Quando scrivo sono la mia espressione più pura

Si intitola Famĭlia la più recente opera pubblicata dalla brava autrice bolognese Daniela Montanari. Un testo decisamente importante, volto a farci ampiamente riflettere su che cosa sia diventata davvero oggi la famiglia.

Daniela, come si è avvicinata al mondo della scrittura?

Da quando ho iniziato a scrivere, non mi sono più staccata quindi non c’è stato un avvicinamento ma soltanto un continuum .

Che cosa prova quando scrive?

Quando scrivo sono la mia espressione più pura. Non è misticismo, chi scrive lo sa bene. Quando si scrive, e io non faccio eccezione, si è se stessi in larga parte ma poi arrivano scintille, baluginii, intuizioni, parole che non sono nostre, noi semplicemente siamo lì pronti a trascriverle. Questo stato di esserci senza esserci, di essere un tramite, è quanto di più prossimo alla felicità.

La sua passione ha avuto un meraviglioso coronamento in tante pubblicazioni.  Si è data alla prosa e oggi alla saggistica. Come si spiega questo suo essere tanto eclettico?

Questo testo nasce senza che io abbia scelto di dedicarmi alla saggistica. Non consciamente, almeno. Ho partecipato ad un concorso per caso (posto che non esistano casi), ho voluto percorrere una strada differente dalla prosa e ho vinto quel concorso, nella sezione “saggi brevi”. Da lì, siccome erano anni che avrei voluto scrivere e parlare della Famiglia ma non mi riusciva farne un romanzo, è nato “Familia”.

La scrittura quanto l'ha aiutata a comprendersi meglio, amarsi e accettarsi a fondo come persona?

Sempre. Totalmente. Ogni volta. Inoltre più imparo a comprendermi, più so che anche l’altro è complesso e profondo.


Lei opera anche come ghostwriter, Come riesce a entrare nella mente di un'altra persona ed entrare a tal punto in sintonia con lei da riuscire a scrivere al posto suo?

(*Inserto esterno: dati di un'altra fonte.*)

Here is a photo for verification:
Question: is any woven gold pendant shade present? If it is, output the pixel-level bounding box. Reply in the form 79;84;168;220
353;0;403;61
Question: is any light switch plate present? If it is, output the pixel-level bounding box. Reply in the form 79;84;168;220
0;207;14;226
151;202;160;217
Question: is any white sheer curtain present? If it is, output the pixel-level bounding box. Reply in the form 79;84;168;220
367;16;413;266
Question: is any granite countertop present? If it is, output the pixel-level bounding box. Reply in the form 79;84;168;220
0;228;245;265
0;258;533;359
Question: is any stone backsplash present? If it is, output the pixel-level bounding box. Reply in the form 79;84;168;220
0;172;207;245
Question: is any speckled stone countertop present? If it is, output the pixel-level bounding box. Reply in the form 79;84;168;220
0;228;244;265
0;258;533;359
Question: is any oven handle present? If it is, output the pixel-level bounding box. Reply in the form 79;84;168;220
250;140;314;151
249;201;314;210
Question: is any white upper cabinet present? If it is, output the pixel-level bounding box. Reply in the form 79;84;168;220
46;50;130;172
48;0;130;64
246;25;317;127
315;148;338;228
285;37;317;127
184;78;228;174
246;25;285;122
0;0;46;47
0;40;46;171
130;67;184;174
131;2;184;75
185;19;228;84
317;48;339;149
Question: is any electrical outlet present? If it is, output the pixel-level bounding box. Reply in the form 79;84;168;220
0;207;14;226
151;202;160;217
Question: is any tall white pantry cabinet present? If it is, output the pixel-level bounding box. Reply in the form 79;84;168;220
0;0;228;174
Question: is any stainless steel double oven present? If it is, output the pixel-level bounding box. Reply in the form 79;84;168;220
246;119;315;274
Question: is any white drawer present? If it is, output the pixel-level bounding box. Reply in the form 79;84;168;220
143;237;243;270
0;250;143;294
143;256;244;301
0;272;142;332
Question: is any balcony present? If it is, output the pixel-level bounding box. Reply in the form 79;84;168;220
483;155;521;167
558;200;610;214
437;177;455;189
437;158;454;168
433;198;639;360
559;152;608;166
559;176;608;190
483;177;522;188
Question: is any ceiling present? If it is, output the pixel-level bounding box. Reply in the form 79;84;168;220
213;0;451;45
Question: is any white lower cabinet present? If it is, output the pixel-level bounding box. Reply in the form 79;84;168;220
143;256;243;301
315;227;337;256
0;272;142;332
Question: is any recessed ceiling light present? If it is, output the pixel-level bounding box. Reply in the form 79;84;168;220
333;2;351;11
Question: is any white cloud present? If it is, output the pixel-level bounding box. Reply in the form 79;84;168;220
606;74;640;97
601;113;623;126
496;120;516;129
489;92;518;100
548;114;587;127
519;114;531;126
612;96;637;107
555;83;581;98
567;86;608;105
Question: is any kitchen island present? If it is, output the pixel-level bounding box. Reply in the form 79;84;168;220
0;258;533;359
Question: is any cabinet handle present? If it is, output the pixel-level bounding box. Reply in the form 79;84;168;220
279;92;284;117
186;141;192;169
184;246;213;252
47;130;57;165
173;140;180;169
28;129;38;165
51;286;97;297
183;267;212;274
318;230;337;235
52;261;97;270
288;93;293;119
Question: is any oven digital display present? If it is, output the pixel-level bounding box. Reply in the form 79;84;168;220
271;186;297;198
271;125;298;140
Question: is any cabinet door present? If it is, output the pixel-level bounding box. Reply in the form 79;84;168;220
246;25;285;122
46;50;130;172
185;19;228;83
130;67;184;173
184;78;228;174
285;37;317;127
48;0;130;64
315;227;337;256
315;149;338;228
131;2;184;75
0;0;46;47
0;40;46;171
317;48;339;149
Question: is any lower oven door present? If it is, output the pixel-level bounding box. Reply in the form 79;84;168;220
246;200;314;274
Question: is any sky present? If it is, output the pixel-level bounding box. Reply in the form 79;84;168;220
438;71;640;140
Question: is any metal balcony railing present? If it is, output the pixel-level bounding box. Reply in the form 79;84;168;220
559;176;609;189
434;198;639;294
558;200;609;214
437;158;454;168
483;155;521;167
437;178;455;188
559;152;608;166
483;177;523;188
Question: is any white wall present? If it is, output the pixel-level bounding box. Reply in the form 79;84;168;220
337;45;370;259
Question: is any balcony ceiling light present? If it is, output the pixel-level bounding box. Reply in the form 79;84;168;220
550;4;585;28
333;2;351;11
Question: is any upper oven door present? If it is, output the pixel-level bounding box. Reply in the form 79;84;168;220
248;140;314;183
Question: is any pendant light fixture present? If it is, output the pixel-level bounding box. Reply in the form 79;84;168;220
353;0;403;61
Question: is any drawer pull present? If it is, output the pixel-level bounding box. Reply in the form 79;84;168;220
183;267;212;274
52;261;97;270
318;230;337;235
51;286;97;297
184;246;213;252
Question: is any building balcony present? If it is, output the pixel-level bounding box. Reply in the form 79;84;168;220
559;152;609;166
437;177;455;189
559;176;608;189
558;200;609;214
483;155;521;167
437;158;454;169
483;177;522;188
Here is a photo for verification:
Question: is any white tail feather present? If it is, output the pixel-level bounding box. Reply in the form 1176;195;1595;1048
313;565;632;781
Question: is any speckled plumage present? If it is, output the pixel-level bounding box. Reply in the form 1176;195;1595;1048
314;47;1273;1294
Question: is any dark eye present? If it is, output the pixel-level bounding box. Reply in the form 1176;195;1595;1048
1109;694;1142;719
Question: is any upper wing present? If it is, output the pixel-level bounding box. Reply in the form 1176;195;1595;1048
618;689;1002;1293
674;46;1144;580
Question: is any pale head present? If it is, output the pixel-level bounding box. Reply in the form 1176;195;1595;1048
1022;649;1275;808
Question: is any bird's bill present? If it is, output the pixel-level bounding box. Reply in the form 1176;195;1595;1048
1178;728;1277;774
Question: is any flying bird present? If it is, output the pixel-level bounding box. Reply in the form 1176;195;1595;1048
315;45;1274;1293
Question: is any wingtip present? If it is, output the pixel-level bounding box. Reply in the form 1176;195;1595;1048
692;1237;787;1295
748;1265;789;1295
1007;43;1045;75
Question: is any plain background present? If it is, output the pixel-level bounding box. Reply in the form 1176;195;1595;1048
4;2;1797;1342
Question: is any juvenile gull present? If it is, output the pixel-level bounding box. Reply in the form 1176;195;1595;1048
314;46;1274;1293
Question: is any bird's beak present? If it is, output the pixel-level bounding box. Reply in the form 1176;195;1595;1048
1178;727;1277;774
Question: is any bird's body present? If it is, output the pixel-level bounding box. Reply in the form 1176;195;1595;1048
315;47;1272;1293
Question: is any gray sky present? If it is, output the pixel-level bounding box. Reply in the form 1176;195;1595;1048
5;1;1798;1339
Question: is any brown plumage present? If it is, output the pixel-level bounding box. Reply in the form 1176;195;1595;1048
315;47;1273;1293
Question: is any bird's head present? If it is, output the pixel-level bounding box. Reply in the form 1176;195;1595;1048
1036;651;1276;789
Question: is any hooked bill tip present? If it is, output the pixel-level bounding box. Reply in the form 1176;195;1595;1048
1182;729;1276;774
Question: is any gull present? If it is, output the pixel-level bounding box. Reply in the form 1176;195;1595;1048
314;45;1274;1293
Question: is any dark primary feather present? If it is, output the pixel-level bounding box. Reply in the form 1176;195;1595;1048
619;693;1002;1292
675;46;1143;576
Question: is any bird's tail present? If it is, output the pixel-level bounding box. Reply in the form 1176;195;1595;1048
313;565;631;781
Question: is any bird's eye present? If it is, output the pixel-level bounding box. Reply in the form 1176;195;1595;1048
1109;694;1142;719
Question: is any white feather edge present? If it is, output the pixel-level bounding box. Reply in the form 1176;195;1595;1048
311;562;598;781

Le sembrerà strano eppure è proprio così. Quando la persona che vuole essere aiutata a scrivere un libro mi racconta la sua storia, proprio perché scrivo da quarant’anni, e scrivo restando aperta alle emozioni, capisco subito cosa non sta raccontando, perché, o perché sta puntando tutto su un dato fatto anziché sul cercare di accogliere tutta la propria storia. Mentre la persona racconta, io immagino già un canovaccio, come iniziare, come finire, da che punto di vista raccontare.

Questo lavoro l'ha aiutata a comprendere tanti comportamenti e pensieri da lei tanto distanti?

In parte sì. Alla fine, anche se le persone sono totalmente diverse da noi, le “ruote di energie” che ci mettono in movimento, funzionano un po’ tutte similmente però entrare così in confidenza eppure in punta di piedi, mi aiuta sempre a espandere la coscienza.

La Daniela di oggi quanto è cambiata rispetto a quella di ieri? E quella di domani, come sarà? Come se la immagina?

Daniela ieri inseguiva il simbolo. Ci teneva particolarmente a farlo secondo i dogmi, tra l’altro. Essere una brava persona, disponibile, educata, amorevole, gentile, accogliente. Ben inteso che non v’è nulla di male in ciò. Maturando ho compreso che non si può diventare persone davvero accoglienti, davvero piene di amore, se non si è felici. Ecco, se lo avessi scoperto prima, non avrei impiegato anni per cercare di essere perfetta. Avrei vissuto con meno pressione emotiva, questo sì. La Daniela di domani non lo so con certezza, ma non vedo l’ora di sapere cosa abbia in serbo per me: la aspetto con fiducia e con tanto amore.